As a not-very robust 13 year old I got a taste of New England hiking: a goodly number of miles on some fairly rigorous Green Mountain trails. (Lesson to non-hikers: downhill can be just as formidable as up.) And both up and down with what seemed to me a heavy pack on my back: food, sleeping bag, extra clothes, a canteen full of water.
Andy was our leader: About 10 years my senior, a good sport, and an encourager. I don’t know if he was a Christian. If he was, he would have made an effective pastor.

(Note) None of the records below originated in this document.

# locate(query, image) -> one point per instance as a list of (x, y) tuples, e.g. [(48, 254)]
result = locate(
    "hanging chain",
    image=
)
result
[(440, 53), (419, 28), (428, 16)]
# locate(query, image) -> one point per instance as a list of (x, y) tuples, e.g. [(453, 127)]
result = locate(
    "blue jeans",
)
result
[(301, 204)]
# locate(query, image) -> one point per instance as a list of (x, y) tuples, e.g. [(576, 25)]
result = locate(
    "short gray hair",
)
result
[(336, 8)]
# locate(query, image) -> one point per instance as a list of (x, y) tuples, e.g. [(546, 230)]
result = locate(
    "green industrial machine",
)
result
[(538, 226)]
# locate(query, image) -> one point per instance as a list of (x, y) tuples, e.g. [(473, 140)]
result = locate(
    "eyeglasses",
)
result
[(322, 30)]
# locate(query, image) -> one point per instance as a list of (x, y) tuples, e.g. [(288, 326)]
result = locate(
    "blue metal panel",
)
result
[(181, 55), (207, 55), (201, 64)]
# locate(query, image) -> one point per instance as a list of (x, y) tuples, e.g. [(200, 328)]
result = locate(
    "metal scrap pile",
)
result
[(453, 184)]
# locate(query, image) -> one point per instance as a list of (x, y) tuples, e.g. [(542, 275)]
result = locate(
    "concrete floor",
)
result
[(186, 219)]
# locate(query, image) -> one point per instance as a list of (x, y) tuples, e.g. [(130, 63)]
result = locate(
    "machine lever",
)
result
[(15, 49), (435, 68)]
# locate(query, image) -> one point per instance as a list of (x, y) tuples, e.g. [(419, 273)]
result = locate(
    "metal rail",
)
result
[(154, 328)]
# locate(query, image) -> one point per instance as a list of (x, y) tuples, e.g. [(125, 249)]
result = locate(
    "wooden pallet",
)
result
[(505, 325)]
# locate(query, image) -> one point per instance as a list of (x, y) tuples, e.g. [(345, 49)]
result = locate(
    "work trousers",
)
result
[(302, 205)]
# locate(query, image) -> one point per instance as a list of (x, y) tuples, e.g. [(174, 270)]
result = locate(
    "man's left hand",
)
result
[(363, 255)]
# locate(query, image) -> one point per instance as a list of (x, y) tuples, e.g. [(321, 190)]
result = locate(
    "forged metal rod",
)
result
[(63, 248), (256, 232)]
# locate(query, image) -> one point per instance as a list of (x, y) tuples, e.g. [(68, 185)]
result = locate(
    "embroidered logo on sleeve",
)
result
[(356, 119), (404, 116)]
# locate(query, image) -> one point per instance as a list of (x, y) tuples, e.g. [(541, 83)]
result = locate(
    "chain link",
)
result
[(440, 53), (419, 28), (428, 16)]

On one long, steep, hot afternoon, I was schoolboy-weary. I think Andy sensed it. I heard the thud, thud of his hiking boots behind me on the trail. The sound told me he was close (although I did not actually turn around to check).
Suddenly, my backpack became weightless. The straps were still around my shoulders. Sweat still poured down my back. But the load was gone. Andy was walking near and had reached and grasped the base of my knapsack, and lifted it. Not off my shoulders (the shoulder-straps remained in place). Just enough to relieve the physical burden. The straps were on me but the burden was on him.
For about 100 yards.
That was all it took. The sense of another’s support, and the physical relief – temporary, of course – was all it took. For me, the emotional chemistry of that day changed. Decades later, I vividly recall it.
A few years after that hiking summer, I became a Christian. Then and since I have loved the Psalms. And countless times I have drawn life from Psalm 68:19: “Praise be to the Lord, to God our Saviour, who daily bears our burdens” (NIV).
The straps don’t disappear. We still have to go to work, get the car fixed, pay the rent and learn to make friendships work. But according to that psalm, the weight is not on us.